To engineer an electronic bandgap, thin films of electron donors and acceptors -- usually made of elements from Groups III and V of the Periodic Table -- are layered on top of a substrate. For more precise control of emissivity, these layers are sometimes "doped" with other elements. But doing this in three dimensions has been very difficult -- until now.
Light can be used to dope structures at the nanoscale level. When a multicomponent atomic beam containing atoms of chromium and magnesium fluoride encounters a standing wave of light, an element-specific atom/light interaction occurs. The chromium atoms are deflected and deposited periodically on the substrate's surface, while magnesium fluoride is evenly deposited throughout. Courtesy of Dirk Jürgens, University of Konstanz.
A research team at the University of Konstanz has found a technique for engineering such structures on the nanoscale level. By using a single laser, the scientists can control the material composition of each film as it is laid down on a chip, said Dirk Jürgens, a PhD student working on the project.
The researchers directed a 20-mW Gaussian laser beam with a waist of 100 µm at a mirror; the retroreflection caused a standing wave of light to be formed.
When the researchers projected a molecular beam containing a mixture of chromium and magnesium fluoride perpendicular to the wave, the chromium atoms interacted with it. The local laser electrical field caused the atoms to be deflected toward the nodes of the standing light wave, effectively making the waves into a series of regularly spaced lenses. When they placed a substrate at the focal points of the lenses, deposition of chromium atoms occurred at these points in a regular pattern in line with the periodicity of the standing wave.

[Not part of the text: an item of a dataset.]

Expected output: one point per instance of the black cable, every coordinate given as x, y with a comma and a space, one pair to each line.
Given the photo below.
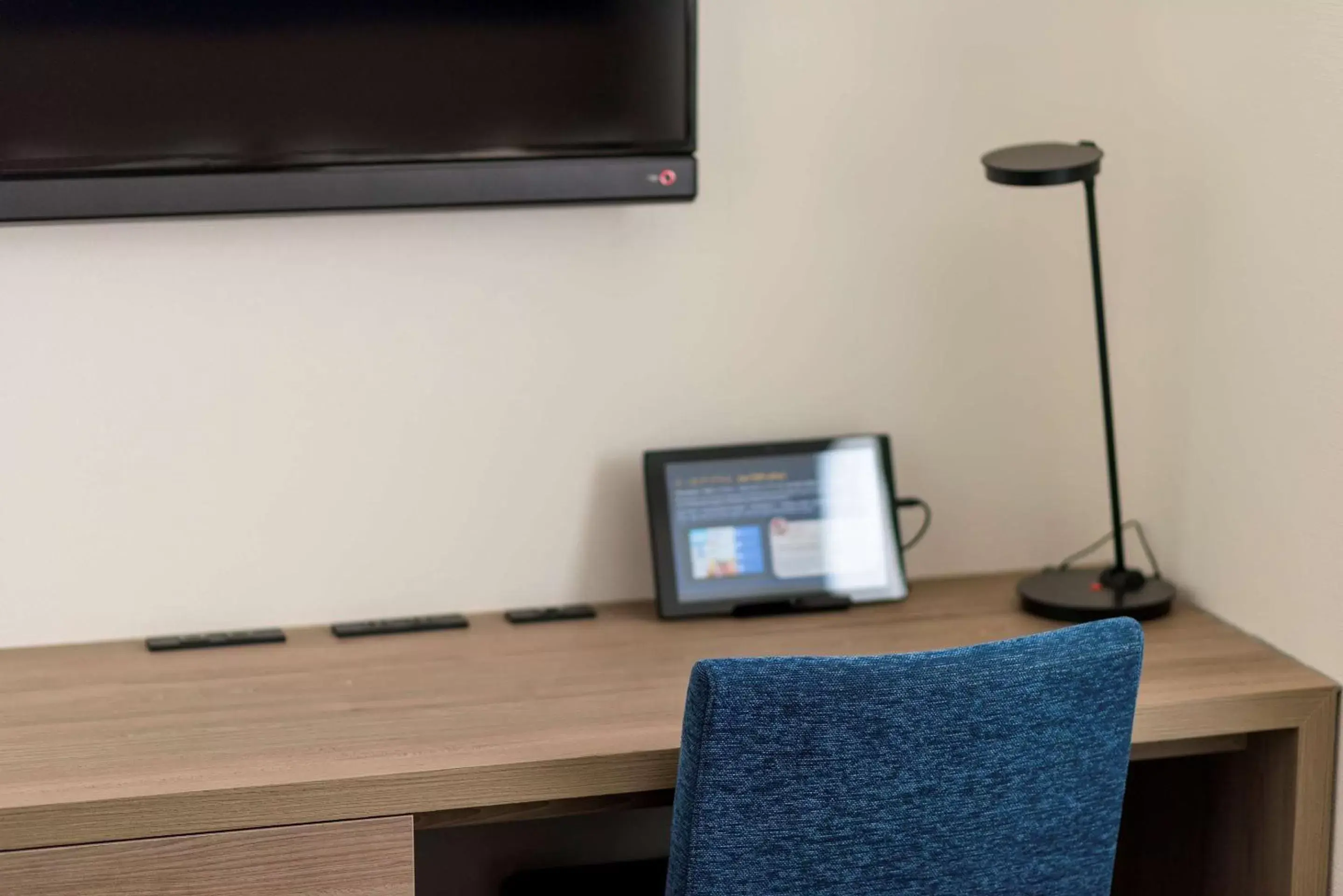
923, 530
1110, 536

Because of the resonant enhancement of the induced dipole force, only chromium atoms were affected in this manner, although some magnesium fluoride was deposited homogeneously.
The group's research appeared in the March 19 issue of Applied Physics Letters. Jürgens said that for now the method is limited to using chromium as a dopant material. Before other atomic species can be used as dopants, other laser systems must be developed that can similarly act as light masks.